W tej chwili lekarze tacy jak dr Jones muszą wziąć sprawy w swoje ręce.
Doktor Jones, częsty gość programów takich jak program Lorraine, zatrudnia firmę, która śledzi fałszywe treści z jego udziałem i próbuje usuwać je z Internetu.
Dodał jednak, że skala problemu wydaje się być coraz większa.
Doktor Rangan Chatterjee z filmu dokumentalnego BBC „Doktor In The House” również został wciągnięty w ten trend
„Nastąpił duży wzrost tego rodzaju działalności” – stwierdził.
„Nawet jeśli zostaną usunięte, następnego dnia po prostu pojawią się pod inną nazwą”.
W podsumowaniu raportu stwierdza się, że deepfakes są tak podstępne, ponieważ wykorzystują zaufanie ludzi i wykorzystują znajomą twarz, która w przeszłości udzielała dobrych, a czasem zmieniających życie porad zdrowotnych, aby oszukać zmartwionych pacjentów.

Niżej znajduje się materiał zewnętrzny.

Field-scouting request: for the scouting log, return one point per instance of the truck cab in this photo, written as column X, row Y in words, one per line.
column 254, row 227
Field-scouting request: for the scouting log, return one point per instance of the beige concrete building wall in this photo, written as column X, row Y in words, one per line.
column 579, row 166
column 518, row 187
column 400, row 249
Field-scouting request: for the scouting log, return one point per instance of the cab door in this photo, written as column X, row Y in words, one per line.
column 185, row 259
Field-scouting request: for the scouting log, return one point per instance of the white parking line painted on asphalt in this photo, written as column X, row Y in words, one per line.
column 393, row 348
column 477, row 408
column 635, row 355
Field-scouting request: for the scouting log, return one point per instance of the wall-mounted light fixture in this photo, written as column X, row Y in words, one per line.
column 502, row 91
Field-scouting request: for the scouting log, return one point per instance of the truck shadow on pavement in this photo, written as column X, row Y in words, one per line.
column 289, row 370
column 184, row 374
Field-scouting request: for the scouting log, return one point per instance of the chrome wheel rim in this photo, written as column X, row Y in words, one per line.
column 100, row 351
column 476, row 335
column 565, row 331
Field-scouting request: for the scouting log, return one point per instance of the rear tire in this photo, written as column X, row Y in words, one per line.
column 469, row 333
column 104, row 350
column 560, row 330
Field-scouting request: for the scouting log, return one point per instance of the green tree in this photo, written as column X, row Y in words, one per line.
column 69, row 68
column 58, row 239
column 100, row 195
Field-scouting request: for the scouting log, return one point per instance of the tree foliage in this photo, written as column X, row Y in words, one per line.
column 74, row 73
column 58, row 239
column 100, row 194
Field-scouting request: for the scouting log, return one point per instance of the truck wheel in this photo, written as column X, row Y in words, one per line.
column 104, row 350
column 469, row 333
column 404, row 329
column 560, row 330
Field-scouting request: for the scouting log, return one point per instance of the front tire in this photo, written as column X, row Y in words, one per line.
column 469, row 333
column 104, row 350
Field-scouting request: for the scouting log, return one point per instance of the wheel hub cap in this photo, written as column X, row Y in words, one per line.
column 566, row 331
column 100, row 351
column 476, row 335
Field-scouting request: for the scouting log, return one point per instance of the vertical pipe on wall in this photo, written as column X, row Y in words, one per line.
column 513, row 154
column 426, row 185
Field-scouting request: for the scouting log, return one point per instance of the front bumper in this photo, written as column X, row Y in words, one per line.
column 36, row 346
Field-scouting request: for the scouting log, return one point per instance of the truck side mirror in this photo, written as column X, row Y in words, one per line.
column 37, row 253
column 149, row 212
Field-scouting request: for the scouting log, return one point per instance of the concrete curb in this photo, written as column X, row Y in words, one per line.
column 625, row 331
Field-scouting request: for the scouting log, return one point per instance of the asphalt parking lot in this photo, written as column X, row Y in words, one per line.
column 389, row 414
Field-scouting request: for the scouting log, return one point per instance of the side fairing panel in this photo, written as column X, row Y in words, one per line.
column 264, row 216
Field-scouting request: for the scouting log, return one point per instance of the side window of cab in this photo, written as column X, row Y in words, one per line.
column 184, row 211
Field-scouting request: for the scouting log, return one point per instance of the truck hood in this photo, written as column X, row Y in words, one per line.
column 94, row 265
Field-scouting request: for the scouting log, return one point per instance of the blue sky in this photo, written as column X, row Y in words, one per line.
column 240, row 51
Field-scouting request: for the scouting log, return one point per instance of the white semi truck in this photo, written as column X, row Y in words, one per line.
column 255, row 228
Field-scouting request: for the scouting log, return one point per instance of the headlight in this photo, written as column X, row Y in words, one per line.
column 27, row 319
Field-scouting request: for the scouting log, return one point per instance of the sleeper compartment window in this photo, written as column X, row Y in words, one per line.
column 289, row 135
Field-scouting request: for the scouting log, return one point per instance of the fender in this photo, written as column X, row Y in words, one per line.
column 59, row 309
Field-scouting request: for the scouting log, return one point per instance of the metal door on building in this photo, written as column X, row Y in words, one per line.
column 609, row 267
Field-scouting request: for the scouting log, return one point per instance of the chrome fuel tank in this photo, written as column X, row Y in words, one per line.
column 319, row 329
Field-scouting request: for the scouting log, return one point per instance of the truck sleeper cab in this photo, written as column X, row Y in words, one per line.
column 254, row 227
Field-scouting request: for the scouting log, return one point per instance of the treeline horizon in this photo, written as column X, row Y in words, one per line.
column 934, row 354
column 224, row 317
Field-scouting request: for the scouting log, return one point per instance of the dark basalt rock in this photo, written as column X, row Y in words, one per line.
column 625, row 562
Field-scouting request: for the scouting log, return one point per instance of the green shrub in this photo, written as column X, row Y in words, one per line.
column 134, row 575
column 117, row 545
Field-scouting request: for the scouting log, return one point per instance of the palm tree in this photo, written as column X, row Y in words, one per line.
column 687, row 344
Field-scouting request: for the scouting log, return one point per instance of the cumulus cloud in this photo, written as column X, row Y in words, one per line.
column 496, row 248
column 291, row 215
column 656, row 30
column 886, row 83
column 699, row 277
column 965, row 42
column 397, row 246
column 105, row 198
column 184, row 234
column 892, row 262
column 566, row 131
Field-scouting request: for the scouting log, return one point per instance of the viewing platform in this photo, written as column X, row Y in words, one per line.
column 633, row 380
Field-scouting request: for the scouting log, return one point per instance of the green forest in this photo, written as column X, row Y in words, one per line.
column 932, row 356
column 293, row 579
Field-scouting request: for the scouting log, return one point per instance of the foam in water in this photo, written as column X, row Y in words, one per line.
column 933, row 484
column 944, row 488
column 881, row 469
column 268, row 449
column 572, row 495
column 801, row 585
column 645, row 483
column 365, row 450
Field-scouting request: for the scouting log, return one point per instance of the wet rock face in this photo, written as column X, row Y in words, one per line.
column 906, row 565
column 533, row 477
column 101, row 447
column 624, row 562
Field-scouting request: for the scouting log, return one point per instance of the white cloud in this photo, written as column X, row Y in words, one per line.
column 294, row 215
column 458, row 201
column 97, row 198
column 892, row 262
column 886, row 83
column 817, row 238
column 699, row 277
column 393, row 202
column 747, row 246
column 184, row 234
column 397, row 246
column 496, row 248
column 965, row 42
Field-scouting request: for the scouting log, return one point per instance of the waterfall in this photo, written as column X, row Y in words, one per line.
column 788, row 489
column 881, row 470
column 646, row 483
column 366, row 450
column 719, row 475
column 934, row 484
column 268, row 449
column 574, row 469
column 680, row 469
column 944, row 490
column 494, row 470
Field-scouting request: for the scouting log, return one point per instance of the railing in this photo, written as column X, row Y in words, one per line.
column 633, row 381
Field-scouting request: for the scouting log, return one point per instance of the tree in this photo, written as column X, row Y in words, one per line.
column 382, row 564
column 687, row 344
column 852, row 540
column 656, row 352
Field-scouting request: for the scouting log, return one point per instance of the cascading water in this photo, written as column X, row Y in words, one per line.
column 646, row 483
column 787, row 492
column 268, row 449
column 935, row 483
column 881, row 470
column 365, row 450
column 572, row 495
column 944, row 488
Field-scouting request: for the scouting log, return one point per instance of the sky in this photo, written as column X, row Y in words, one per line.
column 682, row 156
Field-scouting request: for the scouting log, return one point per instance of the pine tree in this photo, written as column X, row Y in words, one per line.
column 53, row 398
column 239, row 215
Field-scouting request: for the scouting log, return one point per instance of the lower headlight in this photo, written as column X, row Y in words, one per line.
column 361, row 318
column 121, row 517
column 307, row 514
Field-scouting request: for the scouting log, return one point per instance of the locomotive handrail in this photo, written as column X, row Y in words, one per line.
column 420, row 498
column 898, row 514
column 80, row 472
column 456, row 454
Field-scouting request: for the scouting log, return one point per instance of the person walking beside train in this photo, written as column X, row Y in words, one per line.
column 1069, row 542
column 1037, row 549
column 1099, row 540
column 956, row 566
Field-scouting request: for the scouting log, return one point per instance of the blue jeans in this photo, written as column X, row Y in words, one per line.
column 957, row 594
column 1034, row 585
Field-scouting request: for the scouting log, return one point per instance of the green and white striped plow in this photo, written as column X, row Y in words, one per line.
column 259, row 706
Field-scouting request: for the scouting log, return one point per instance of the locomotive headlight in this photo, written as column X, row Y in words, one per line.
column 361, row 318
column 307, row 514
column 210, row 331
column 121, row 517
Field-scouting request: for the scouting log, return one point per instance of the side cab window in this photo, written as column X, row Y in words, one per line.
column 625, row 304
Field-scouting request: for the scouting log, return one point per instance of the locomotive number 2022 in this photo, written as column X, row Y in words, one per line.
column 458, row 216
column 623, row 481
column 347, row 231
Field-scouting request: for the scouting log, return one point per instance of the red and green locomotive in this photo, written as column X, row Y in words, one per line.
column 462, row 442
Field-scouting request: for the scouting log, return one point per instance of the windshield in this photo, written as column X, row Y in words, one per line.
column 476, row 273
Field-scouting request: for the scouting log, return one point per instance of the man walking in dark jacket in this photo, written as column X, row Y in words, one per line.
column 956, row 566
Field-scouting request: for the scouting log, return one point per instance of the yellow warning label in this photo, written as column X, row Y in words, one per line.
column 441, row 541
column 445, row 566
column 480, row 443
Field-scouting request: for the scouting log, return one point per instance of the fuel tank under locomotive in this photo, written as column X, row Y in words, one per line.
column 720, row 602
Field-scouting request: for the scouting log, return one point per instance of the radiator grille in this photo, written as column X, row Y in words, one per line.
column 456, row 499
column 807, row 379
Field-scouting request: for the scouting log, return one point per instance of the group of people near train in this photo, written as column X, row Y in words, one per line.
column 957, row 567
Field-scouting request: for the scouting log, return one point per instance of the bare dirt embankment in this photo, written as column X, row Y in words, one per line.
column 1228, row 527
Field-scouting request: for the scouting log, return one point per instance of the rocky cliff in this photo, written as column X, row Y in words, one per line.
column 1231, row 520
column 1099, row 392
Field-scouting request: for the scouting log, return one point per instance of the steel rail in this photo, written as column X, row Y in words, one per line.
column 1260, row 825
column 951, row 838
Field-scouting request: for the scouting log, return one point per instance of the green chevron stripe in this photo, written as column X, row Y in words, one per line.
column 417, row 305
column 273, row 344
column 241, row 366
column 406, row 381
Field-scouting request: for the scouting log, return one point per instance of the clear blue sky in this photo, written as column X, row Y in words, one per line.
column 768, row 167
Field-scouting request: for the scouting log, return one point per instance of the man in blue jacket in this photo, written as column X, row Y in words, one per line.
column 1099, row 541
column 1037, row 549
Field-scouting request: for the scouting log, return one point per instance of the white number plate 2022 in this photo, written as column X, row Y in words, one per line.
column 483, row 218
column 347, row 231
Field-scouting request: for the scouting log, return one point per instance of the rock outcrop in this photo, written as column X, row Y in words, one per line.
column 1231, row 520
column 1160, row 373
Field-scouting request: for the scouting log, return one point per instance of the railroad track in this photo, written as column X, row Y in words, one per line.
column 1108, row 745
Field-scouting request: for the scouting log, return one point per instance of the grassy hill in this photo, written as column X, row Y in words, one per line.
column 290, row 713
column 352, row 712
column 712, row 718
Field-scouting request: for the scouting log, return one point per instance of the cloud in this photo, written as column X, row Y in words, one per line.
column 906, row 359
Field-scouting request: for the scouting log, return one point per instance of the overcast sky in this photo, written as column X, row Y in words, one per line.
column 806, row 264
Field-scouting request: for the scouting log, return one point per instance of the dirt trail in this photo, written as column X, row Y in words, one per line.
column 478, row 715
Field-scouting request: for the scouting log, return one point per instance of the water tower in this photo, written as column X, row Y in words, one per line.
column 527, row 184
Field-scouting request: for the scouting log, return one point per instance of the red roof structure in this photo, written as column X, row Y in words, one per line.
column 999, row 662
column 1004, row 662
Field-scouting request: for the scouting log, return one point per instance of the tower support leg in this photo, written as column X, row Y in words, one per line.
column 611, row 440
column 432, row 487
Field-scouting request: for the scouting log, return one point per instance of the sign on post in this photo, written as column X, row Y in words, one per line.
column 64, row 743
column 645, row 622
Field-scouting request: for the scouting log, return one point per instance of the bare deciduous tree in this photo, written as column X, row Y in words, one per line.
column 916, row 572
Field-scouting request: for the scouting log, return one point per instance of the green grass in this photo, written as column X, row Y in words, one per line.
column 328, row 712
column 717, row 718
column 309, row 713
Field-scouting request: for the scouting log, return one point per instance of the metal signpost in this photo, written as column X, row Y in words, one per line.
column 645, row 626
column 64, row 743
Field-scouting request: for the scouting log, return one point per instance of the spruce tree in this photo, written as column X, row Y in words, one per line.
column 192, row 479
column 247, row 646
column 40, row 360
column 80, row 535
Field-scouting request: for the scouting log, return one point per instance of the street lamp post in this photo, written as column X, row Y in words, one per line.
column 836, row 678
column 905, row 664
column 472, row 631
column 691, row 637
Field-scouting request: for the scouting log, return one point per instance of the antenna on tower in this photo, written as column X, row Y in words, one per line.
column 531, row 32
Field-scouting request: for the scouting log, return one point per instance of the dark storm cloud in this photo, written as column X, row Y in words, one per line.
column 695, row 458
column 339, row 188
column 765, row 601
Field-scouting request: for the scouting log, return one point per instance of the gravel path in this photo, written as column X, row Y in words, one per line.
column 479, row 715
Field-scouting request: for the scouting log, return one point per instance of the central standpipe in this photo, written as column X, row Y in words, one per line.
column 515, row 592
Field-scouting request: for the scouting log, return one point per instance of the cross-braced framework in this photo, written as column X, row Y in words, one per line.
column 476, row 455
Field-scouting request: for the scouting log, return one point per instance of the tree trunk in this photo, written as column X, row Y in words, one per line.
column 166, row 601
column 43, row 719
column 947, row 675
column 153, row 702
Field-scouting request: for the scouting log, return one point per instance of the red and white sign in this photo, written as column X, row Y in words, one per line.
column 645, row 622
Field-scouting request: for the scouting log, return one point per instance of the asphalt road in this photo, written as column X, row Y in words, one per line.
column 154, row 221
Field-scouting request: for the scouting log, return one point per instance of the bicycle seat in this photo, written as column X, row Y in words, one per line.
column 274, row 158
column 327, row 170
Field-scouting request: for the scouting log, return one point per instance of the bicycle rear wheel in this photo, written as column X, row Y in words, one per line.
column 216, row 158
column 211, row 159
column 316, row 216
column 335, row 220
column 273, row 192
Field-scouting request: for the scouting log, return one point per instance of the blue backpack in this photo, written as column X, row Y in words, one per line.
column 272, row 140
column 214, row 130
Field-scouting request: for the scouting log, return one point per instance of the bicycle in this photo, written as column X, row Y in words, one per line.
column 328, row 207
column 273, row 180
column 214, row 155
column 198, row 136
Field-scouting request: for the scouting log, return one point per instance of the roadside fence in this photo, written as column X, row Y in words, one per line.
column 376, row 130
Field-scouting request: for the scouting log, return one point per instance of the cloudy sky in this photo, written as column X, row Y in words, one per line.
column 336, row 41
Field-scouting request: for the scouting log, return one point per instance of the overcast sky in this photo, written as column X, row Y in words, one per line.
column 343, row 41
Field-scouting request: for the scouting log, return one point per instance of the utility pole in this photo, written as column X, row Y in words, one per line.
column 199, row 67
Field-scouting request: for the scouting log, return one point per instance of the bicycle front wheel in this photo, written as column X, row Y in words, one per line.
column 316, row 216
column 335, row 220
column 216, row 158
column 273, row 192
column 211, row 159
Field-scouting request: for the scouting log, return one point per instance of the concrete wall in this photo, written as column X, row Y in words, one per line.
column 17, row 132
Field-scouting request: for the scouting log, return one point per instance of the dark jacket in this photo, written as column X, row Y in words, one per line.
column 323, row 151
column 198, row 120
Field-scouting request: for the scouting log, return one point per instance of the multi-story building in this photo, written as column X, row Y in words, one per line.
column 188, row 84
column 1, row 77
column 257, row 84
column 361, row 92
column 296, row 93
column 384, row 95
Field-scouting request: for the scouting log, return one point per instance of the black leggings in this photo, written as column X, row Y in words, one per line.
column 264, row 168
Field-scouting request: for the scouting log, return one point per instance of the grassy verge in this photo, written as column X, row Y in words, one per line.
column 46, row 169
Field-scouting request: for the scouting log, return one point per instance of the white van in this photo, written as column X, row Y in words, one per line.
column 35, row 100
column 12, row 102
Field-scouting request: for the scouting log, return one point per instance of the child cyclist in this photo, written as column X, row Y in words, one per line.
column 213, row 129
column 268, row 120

Osobom, które zobaczą film, który podejrzewają o fałszywkę, zaleca się najpierw dokładne zapoznanie się z nim, aby uniknąć scenariuszy „chłopiec, który płakał wilkiem”.
Jeśli nadal są podejrzliwi, spróbuj niezależnie skontaktować się z osobą, którą rzekomo przedstawia film, na przykład za pośrednictwem zweryfikowanego konta.
Jeśli nadal jesteś podejrzliwy, rozważ pozostawienie komentarza kwestionującego jego prawdziwość, aby, miejmy nadzieję, skłonić innych do podjęcia dodatkowego kroku analizy.
Użytkownicy mogą także korzystać z wbudowanych w media społecznościowe narzędzi do raportowania, aby zgłosić zarówno film, jak i osobę, która go opublikowała, w celu usunięcia go.